Ma di quale periodo si parla? Difficile una datazione precisa. Il primo documento che forse enuncia l'esistenza di Torre Bormida è del 991 e riporta fra le proprietà del monastero benedettino di San Quintino di Spigno, sei mansi nel luogo di Turre, che però potrebbe essere sia Torre Bormida che Torre Uzzone, oggi frazione di Pezzolo Valle Uzzone (anch'esso sede di un “castello perduto”). Un documento più chiaro è quello di quasi due secoli successivo (1178) sempre relativo alle proprietà del monastero, che fa esplicito riferimento a Turre Burmea. Non c'è dubbio che Torre Bormida sia stata inclusa nella famosa Marca Aleramica e la ritroviamo nel 1209 stabilmente fra i possedimenti di Ottone del Carretto, che cede il Feudo ad Asti, che a sua volta lo reinveste del possedimento. Il castello è quasi certamente del XIII secolo, a dircelo c'è un indizio lampante, lo stemma dei Del Carretto sul muro di ingresso del castello oggi ancora in piedi. Sono stati loro dunque a edificarlo. Nel 1313 Manfredino e Ottone del Carretto in un documento riconoscono di detenere “castrum, villam, iurisdictionem, honorem et regalia Turris Burmidae”, castrum è il nome latino che indica un castello. Nel 1322 Torre passa ai Marchesi di Saluzzo per tornare fra i possedimenti dei Del Carretto nel 1328 per volontà di Manfredo di Saluzzo.

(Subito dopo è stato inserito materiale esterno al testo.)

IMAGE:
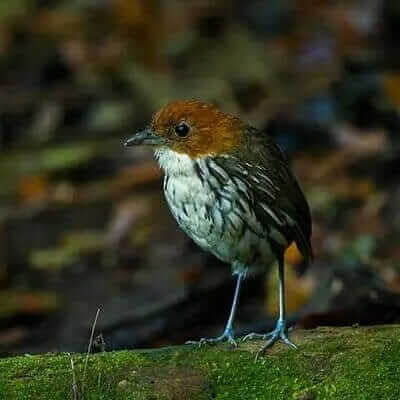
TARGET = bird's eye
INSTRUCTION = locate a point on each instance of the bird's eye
(182, 129)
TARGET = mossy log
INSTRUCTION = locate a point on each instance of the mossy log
(331, 363)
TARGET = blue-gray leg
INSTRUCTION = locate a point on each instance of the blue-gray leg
(280, 332)
(228, 332)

  • Il massiccio muro al di sopra dell'ingresso del castello. Photo: Diego De Finis.
  • L'arco di ingresso al castello di Torre Bormida. Photo: Diego De Finis.
  • Pilastro del castello avvolto dalla vegetazione. Photo: Diego De Finis.

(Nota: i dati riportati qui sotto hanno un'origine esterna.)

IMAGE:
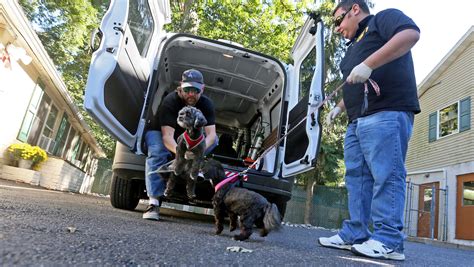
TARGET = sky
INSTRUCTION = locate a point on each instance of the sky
(441, 23)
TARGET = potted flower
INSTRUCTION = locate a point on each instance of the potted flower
(26, 156)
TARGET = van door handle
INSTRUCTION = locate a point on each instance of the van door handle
(96, 33)
(313, 119)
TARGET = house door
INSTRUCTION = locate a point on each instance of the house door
(465, 207)
(425, 201)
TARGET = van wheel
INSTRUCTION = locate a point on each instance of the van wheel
(124, 193)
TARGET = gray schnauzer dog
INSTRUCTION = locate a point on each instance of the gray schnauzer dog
(250, 207)
(190, 150)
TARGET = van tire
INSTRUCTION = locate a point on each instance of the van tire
(124, 193)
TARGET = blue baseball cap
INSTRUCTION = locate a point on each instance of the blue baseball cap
(192, 78)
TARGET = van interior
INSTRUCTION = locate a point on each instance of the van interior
(246, 88)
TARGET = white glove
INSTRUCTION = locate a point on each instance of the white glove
(359, 74)
(332, 115)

  • Particolare dello stremma dei Del Carretto sul castello di Torre Bormida. Photo: Diego De Finis.
  • Muro perimetrale del maniero di Torre Bormida. Photo: Diego De Finis.

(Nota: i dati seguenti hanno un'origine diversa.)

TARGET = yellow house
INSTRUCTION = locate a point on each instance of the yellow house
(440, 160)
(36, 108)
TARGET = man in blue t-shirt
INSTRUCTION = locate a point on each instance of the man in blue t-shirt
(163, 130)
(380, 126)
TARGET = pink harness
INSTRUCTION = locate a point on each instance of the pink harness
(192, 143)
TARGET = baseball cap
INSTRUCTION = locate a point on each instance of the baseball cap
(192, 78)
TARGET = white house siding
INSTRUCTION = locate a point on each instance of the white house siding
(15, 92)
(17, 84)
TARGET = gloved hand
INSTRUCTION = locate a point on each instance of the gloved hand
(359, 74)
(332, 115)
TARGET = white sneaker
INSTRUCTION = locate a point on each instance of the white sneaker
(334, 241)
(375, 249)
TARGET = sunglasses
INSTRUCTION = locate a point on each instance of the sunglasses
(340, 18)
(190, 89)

Da quello che si può vedere sul terreno il castello aveva una forma triangolare, bizzarra per certi versi, probabilmente dettata dall'adattamento al sito su cui era sorto. Nell'ampia vegetazione si intuisce la strada di accesso al maniero che serpeggia in pendenza, fino a raggiungere i resti (due massicce colonne) di quello che doveva essere un arco di ingresso al ricetto. Si alternano mattoni piccoli a pietre massicce, probabilmente per lo costruzione sono stati utilizzati anche resti di manufatti romani. Il ricetto probabilmente includeva un altopiano oggi coperto solo da sterpaglie (ma chissà cosa c'è lì sotto) che si appoggia su un ampio muraglione perimetrale. Questo presenta un altra stranezza: una serie di bifore in pietra distanziate l'una dall'altra in maniera regolare e chiuse all'interno da pareti in pietra. Da quello che doveva essere il ricetto si accede, attraverso una piattaforma coperta di arbusti che si affaccia sul tipico fosso del castello, all'ingresso, un ampio muraglione che presenta l'ampio ingresso ad arco acuto al di sopra del quale si vede chiaramente lo stemma dei Del Carretto, circondato da piante rampicanti. L'interno è delimitato dai resti delle mura perimetrali. Queste sono molto basse, in alcuni casi inesistenti, oppure pareti consistenti, circondate dalla vegetazione, costruite con blocchi di pietra massicci e ben squadrati. Agli angoli del triangolo perimetrale si intuiscono le fondamenta di torrette di controllo che si affacciavano verso l'esterno. Invece al centro del castello si può vedere un cratere non molto scavato, quasi certamente le fondamenta di una torre massiccia, probabilmente quella che dava il nome al paese, che un tempo doveva essere all'interno dello spazio del ricetto.

Nulla si sa della sorte del castello. È probabile sia stato semplicemente abbandonato. Una volta persa l'esigenza strategica del controllo del territorio, non aveva più ragione di esistere una struttura di difesa militare in quella zona. Non a caso il paese odierno è spostato rispetto al maniero, invece di circondarlo, come avviene spesso per i paesi con castelli. Così, abbandonato dall'uomo, la natura ha riconquistato quello spazio, in parte distruggendolo, in parte conservandolo.